NY2013 – Früh aufstehen und Amerikaner werden

Eigentlich ist es ja noch viel zu früh, als der Wecker um kurz nach 2 Uhr in der Nacht klingelt. Aber wir haben mal wieder eine große Reise vor uns und so fällt es uns nicht schwer aufzustehen. Wir haben wieder einen Parkplatz in der Nähe des Münchner Flughafens gebucht, von dort fährt uns ein Shuttle direkt bis zum Terminal. Dieses Mal fliegen wir mit United Airlines, auch der Star Alliance angeschlossen, also im Grunde wieder Lufthansa. Der Check Inn geht echt schnell, um diese Uhrzeit ist einfach wenig los und so sind wir nach knapp 10 Minuten fertig und sind unsere Koffer los. Anschließend muss ich zum Zoll, denn aufgrund der mittlerweile sehr umfangreichen Fotoausrüstung habe ich mir zuvor zu Hause bereits eine Nämlichkeitsbescheinigung ausgefüllt, die nun vom Zoll kontrolliert und abgestempelt werden muss. Auch das geht schnell, hier bin ich ganz alleine und die Jungs dort ziemlich nett und entspannt. Ein einziges Objektiv haben die verglichen, den Rest einfach mal blind abgehakt. Da hätt ich ja wer weiß was drauf schreiben können ? Muss ich mir merken!

Nach weiteren Kontrollen, die der Sicherheit dienen sollen, sind wir im Wartebereich vor unserem Gate, heute ging es einfach extrem schnell. Ob es an der Zeit liegt? Ich kann mich noch erinnern, dass wir letztes Jahr deutlich länger in diversen Schlangen warten mussten, aber heute waren wir überall fast die Einzigen. Pünktlich um kurz vor 9 Uhr laden die Stewardessen Flugbegleiter zum Boarding ein und wir begeben uns in die Maschine zu unseren Plätzen. Ich mach mir ein bisschen Sorgen um mein Handgepäck, der Fotokoffer sieht einfach riesig aus im Gegensatz zu den kleinen Rollkoffern, die hier so neben mir rumstehen. Aber keiner meckert oder interessiert sich für mein Gepäck und so muss ich nur an meinem Platz feststellen, dass ich den Koffer nicht oben in das Fach bekomme. Also nur deswegen nicht, weil überall schon was drin liegt, daher schiebe ich ihn unter den Sitz vor mir und beschneide damit leider etwas meine Beinfreiheit. Aber es ist ja nur für einen kurzen Moment, nach 9 Stunden kann ich hier ja wieder raus…

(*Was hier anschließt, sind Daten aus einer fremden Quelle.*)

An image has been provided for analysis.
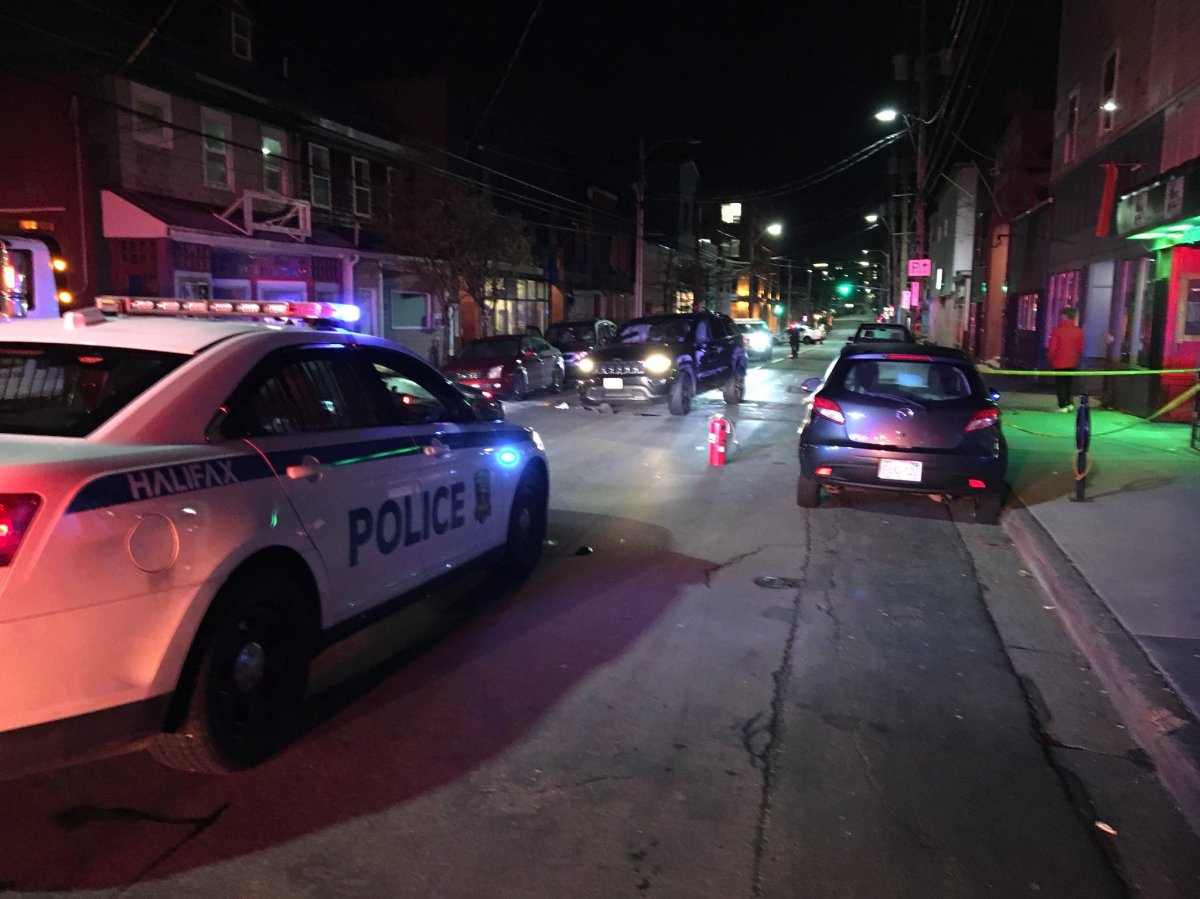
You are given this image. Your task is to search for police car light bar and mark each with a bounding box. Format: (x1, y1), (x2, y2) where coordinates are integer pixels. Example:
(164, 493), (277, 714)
(96, 296), (362, 323)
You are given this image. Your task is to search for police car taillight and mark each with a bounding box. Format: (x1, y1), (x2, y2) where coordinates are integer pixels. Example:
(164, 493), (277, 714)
(0, 493), (42, 568)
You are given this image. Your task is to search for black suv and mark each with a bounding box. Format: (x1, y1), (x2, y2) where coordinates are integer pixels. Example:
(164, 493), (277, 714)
(578, 312), (746, 415)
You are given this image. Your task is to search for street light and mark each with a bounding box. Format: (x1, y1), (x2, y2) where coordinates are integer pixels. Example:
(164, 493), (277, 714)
(634, 137), (701, 318)
(746, 222), (784, 312)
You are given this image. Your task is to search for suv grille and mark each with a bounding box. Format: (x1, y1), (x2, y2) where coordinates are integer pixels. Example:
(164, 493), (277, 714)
(599, 361), (643, 374)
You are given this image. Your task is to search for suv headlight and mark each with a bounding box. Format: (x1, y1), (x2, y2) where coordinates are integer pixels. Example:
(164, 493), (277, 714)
(642, 353), (671, 374)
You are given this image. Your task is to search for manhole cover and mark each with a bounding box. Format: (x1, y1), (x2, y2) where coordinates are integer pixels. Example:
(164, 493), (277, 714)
(754, 575), (800, 591)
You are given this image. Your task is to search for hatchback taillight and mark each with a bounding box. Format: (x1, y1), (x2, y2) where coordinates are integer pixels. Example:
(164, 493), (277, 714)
(0, 493), (42, 568)
(812, 396), (846, 425)
(964, 409), (1000, 431)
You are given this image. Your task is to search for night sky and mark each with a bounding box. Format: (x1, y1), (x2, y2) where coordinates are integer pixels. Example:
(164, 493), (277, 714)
(274, 0), (1058, 258)
(9, 0), (1060, 259)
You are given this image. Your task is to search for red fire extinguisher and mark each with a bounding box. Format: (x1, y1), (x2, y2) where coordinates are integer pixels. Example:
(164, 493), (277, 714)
(708, 413), (733, 465)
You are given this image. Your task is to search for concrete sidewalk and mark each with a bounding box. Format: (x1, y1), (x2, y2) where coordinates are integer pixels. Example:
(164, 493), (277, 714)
(980, 368), (1200, 831)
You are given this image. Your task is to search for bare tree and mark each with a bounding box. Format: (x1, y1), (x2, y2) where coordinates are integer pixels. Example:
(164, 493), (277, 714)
(388, 173), (530, 347)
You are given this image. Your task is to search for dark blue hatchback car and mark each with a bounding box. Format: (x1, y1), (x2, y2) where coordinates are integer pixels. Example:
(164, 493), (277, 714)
(796, 342), (1008, 525)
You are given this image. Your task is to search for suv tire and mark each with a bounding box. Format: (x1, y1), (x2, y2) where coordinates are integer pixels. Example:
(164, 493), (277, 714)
(667, 371), (696, 415)
(721, 368), (746, 406)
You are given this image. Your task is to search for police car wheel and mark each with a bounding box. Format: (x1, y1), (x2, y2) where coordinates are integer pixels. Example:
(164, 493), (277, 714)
(497, 471), (548, 580)
(151, 569), (313, 773)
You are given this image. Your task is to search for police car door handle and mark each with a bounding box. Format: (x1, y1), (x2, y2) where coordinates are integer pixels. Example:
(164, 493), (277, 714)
(287, 456), (325, 484)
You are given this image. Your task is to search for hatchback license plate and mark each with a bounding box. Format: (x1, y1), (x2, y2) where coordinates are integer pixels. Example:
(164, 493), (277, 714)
(880, 459), (920, 484)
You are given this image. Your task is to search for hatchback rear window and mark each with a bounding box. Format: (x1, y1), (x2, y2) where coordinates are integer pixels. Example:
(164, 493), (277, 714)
(0, 343), (188, 437)
(842, 359), (972, 402)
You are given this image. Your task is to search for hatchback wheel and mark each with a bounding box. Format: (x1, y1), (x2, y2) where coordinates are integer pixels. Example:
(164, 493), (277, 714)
(976, 490), (1004, 525)
(796, 472), (821, 509)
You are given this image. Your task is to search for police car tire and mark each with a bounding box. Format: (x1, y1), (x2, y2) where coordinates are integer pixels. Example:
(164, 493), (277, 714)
(721, 368), (746, 406)
(667, 371), (695, 415)
(150, 568), (313, 774)
(496, 469), (550, 580)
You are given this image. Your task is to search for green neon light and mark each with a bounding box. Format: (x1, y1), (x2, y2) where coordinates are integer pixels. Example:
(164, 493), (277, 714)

AirplaneAber, auch hier keine Probleme dieses Mal, einfach alles sehr komfortabel. Ich finde auch, dass die Sitze irgendwie mehr Platz haben, oder ich bin eingelaufen. Das Essen schmeckt, die Filmauswahl ist super und so schaue ich mir den kleinen Hobbitt an und anschließend Skyfall, den ich allerdings aufgrund eines kleinen Nickerchens nicht zu Ende schaue. Naja, macht nichts, gucke ich den rest halt auf dem Rückflug oder doch, wie geplant, zu Hause über den Beamer. Ist eh besser, als auf so einem Mäusekino. Dann entdecke ich unter uns wieder Land, wir kommen über Boston rein Richtung New York. Der Pilot murmelt etwas von schleife und 40 Minuten, aber gut 10 Minuten später macht er dann doch Anstalten, den Flieger zu landen. Jetzt erwarte ich eine Schlange von etwa 90 Minuten Wartezeit, an dessen Ende wir unsere Fingerabdrücke abgeben müssen, nett in eine Kamera lächeln und unsere Reisepässe herzeigen. Aber was ist hier los auf dem New Yorker Flughafen Newark? Keine 10 Minuten und wir sind durch! Das war auf dem JFK bisher jedes Mal die Hölle, ob es an diesem Flughafen liegt, an der Zeit oder am Wochentag, kann ich alles nicht sagen. Und vergleiche zu anderen Zeiten habe ich auch nicht, es ist also mein erstes Mal auf diesem Airport. Aber perfekt.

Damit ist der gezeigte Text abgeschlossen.